Rents in downtown New York hit a record high last May according to data from the CBRE Group brokerage, due to the construction of a new tower at the World Trade Center and firm's migration to a revitalized Lower Manhattan area.
The report said average rents grew to $62 per square foot in May, when 1.7 million square feet of new offices space was added to 3 World Trade Center. The report also said that 393 tenants have moved into the space since January 2011, while only 74 have left. It adds that these relocations are evidence of Lower Manhattan's transformation into a highly desirable neighborhood following the infamous Sept. 11 2001 terrorist attacks.
The revival of downtown New York has been led by technology, advertising, media and information companies, which account for around 30 percent of all commercial leases in the area. Those sectors have also been responsible for increased job growth in the area since 2010, with new employment at these companies outpacing that of the financial services industry which has traditionally always been the largest creator of jobs in Manhattan.

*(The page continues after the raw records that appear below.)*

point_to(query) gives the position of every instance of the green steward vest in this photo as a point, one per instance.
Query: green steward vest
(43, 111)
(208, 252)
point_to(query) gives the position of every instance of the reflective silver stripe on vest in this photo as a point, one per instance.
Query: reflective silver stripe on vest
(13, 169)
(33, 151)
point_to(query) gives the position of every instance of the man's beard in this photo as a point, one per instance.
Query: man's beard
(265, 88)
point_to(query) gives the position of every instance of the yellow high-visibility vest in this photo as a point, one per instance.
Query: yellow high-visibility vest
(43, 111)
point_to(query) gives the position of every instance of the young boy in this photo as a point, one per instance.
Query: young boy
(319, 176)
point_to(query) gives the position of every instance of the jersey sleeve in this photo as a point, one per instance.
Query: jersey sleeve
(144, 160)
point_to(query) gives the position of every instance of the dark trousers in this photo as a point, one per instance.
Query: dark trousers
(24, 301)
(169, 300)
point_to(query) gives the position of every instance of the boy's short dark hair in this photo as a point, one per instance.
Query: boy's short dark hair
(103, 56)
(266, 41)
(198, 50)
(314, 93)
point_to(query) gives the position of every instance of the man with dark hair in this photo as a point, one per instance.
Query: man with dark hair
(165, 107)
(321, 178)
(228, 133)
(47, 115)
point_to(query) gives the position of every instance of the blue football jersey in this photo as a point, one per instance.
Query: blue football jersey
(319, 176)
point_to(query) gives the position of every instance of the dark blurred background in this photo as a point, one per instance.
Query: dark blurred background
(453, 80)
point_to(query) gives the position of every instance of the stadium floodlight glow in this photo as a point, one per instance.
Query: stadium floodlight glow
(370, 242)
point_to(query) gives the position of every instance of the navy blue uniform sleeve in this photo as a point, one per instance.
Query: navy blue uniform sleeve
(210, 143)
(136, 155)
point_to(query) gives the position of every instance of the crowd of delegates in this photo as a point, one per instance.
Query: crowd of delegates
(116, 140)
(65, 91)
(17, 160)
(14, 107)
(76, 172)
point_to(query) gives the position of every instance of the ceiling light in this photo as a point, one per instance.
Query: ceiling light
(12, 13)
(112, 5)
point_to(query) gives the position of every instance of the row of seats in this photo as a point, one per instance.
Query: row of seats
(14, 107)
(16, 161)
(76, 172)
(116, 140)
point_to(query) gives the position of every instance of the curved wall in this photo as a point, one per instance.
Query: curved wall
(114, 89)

Meanwhile, unemployment in New York City is at a record low, with the jobless rate just three-tenths of a percent above the all-time low of 3.5 percent seen last April, according to statistics from the New York State Department of Labor. This is substantially lower than the nationwide employment rate of 4.3 percent.
In addition, the desire of millennials to "live, work and play" in their neighborhood has helped transform Lower Manhattan into a more residential and upscale place. The median income of people ages 18 to 44 living in Lower Manhattan is $161,739, according to the Alliance for Downtown New York, which promotes business in the area.

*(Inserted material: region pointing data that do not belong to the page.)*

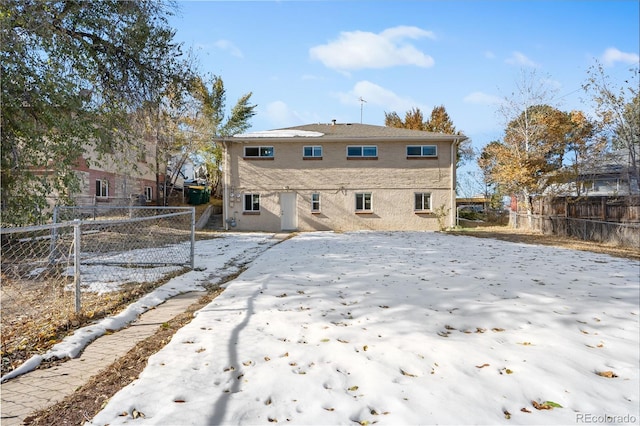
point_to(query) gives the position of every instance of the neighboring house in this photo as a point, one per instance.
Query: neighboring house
(117, 178)
(612, 178)
(339, 177)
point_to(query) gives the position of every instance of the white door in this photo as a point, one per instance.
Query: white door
(288, 212)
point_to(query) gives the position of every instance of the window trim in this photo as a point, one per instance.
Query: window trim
(260, 155)
(313, 155)
(422, 155)
(422, 210)
(104, 188)
(362, 156)
(315, 202)
(251, 210)
(364, 208)
(148, 193)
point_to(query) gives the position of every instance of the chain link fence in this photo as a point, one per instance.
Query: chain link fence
(615, 233)
(89, 263)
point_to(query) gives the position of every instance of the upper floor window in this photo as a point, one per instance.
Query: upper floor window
(251, 202)
(315, 202)
(422, 151)
(312, 152)
(360, 151)
(102, 188)
(258, 151)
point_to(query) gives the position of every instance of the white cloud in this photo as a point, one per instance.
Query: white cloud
(377, 95)
(228, 46)
(518, 58)
(279, 114)
(613, 55)
(359, 49)
(482, 98)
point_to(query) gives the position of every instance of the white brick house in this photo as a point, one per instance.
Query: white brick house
(339, 177)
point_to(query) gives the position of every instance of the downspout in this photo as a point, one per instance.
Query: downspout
(225, 185)
(454, 160)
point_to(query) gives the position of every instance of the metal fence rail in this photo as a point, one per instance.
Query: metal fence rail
(53, 275)
(616, 233)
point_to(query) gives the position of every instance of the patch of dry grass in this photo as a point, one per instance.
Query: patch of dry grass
(507, 233)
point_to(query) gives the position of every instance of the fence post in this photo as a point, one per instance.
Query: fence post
(54, 236)
(193, 237)
(76, 262)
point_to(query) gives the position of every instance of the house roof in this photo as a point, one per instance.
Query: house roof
(342, 131)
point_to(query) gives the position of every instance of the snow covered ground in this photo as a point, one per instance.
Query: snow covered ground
(214, 260)
(401, 328)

Lower Manhattan's revival as an office market can also be seen in the narrowing of the gap to 23.5 percent from more than 43 percent a decade ago between asking rents in Midtown, a bastion of Corporate America, and downtown.
The volume of leasing has climbed above a five-year average, which is another sign of the market's vitality, CBRE said.
The increase in rents above $60 a square foot downtown marks a threshold, according to Colliers International, which expects to report asking rents for Lower Manhattan will be $63.46 a square foot at quarter's end.